Le système propose également des outils d’affinage de la réception : réglage de la modulation (AM, FM, USB, LSB…), ajustement de la largeur de bande, filtres de bruit, etc. Et bien entendu, un bouton permet d’enregistrer le flux audio au format .WAV, idéal pour un usage ultérieur en studio.

 

Cet exemple a été enregistré le matin du 27 mai, au alentours de 14,8 kHz. Du bruit, des interférances, des radios américaines et asiatiques... le tout sur une petite plage de quelques centaines de Hertz.

 

A la chasse aux Stations de Nombres

Parmi les sons les plus intrigants qu'il est possible de capter avec le récepteur de Twente, il y les fameuses stations de nombres, ces mystérieux émetteurs qui, depuis la guerre froide, égrènent des suites de chiffres de manière apparemment aléatoire.

Leur origine et leur but restent largement inconnus, ce qui contribue à leur aura étrange.

Pour espérer avoir une chance de les enregistrer, il faut tout d'abord noter les heures probables de diffusions recensées sur le site Priyom.org qui centralise les informations sur le sujet. C'est d'ailleurs un excellent point de départ pour en apprendre plus sur ces émetteurs.
Les stations y sont référencées, ce qui qui permet de déterminer leurs caractéristiques : heures et modes de diffusion, types de messages et, bien entendu, la fréquence sur laquelle régler le récepteur.

 

Une source infinie de son brut

Au delà des stations de nombres, l’exploration du spectre, guidé par les tracés lumineux sur l'écran, peut se transformer en véritable chasse au trésor sonore : voix étrangères noyées dans la statique, messages codés, discussions lointaines, interférences étranges…

En sélectionnant un mode de réception différent de celui de l'émission, les sons deviennent fantomatiques et étranges. Ce qui en fait des sources idéales pour créer des ambiances dystopiques ou des textures pour du dark-ambient.

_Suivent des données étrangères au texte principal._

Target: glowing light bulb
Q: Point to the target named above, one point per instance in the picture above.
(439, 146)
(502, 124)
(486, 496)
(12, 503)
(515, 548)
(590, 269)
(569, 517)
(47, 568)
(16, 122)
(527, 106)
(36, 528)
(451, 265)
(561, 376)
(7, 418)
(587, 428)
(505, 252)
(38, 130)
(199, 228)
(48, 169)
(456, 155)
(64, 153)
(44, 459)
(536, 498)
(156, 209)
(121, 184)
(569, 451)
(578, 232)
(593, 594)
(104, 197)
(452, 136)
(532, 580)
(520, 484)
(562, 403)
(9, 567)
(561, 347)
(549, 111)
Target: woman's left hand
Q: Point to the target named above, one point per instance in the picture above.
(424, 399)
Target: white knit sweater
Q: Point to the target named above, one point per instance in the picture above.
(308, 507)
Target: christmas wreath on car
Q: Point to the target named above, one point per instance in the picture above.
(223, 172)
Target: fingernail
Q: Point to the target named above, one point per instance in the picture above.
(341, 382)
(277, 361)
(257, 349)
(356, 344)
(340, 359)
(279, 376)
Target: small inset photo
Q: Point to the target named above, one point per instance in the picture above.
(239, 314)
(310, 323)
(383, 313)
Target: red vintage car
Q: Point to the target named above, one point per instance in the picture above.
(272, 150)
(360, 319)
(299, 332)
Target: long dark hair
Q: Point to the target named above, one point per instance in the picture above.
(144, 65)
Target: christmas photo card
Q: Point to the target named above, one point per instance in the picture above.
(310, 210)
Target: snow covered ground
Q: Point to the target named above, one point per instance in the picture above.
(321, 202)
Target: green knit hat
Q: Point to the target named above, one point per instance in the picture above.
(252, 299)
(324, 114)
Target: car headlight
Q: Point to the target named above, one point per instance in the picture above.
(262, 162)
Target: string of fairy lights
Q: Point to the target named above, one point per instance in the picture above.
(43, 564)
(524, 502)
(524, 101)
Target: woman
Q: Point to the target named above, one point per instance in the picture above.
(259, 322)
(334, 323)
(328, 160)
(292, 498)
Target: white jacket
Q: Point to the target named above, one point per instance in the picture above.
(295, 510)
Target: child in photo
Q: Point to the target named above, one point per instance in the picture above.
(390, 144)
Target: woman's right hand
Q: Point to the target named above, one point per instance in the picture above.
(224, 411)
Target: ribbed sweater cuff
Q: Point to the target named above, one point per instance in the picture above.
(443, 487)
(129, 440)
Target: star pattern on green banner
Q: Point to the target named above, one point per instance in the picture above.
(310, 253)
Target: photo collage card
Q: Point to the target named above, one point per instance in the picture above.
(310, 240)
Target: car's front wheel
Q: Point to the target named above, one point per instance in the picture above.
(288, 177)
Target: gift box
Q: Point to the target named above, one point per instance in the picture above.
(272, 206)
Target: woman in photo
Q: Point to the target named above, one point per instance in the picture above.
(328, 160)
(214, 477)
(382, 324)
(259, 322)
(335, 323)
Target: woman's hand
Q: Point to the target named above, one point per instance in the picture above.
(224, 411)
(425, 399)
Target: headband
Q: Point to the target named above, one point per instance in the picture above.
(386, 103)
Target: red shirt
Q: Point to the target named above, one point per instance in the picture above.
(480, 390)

Par exemple, ici, il s'agit d'un enregistrement d'une radio qui émet en modulation d'amplitude (AM) décodée dans les modes UBS ou CW.

 

Dans un contexte de production de musique électronique, le WebSDR peut s’apparenter à une forme de field recording spectral, lorgnant sans réserve vers la musique concrète.

 

Les sons captés peuvent être intégrés directement dans un sampler, ou traités via des plugins comme Life de XLN Audio pour en extraire des sonorités surprenantes.

Ici, j'ai simplement importé le fichier précédent dans Life, et après quelques réglages rapides, j'ai obtenu cette petite boucle rythmique.

Le son est brut mais, en utilisant des effets créatifs, il peut dès lors servir pour agrémenter ou ajouter de la profondeur et de la texture à un morceau complet.

 

Les possibilités sont infinies et les enregistrements issus de ces voyages électromagnétiques sont une source d'inspiration permanente.

 

Dans mon morceau Back to Forbidden Planet, on peut, par exemple, entendre un échange CB enregistré par hasard en 2023 sur le site WebSDR de Twente.

Le son y est utilisé brut, sans aucun effet supplémentaire rajouté au mixage.
Il ajoute une profondeur inattendue avec ces voix brouillées surgies de nulle part dont on devine quelques mots...

 

Plus récemment, j’ai capturé quelques transmissions de stations de nombres qui figureront dans un titre à paraître sur l'album prévu à l'automne.

Ces sons bruts, imparfaits, mais chargés de mystère, agissent comme des fragments de réalité attrapés au hasard.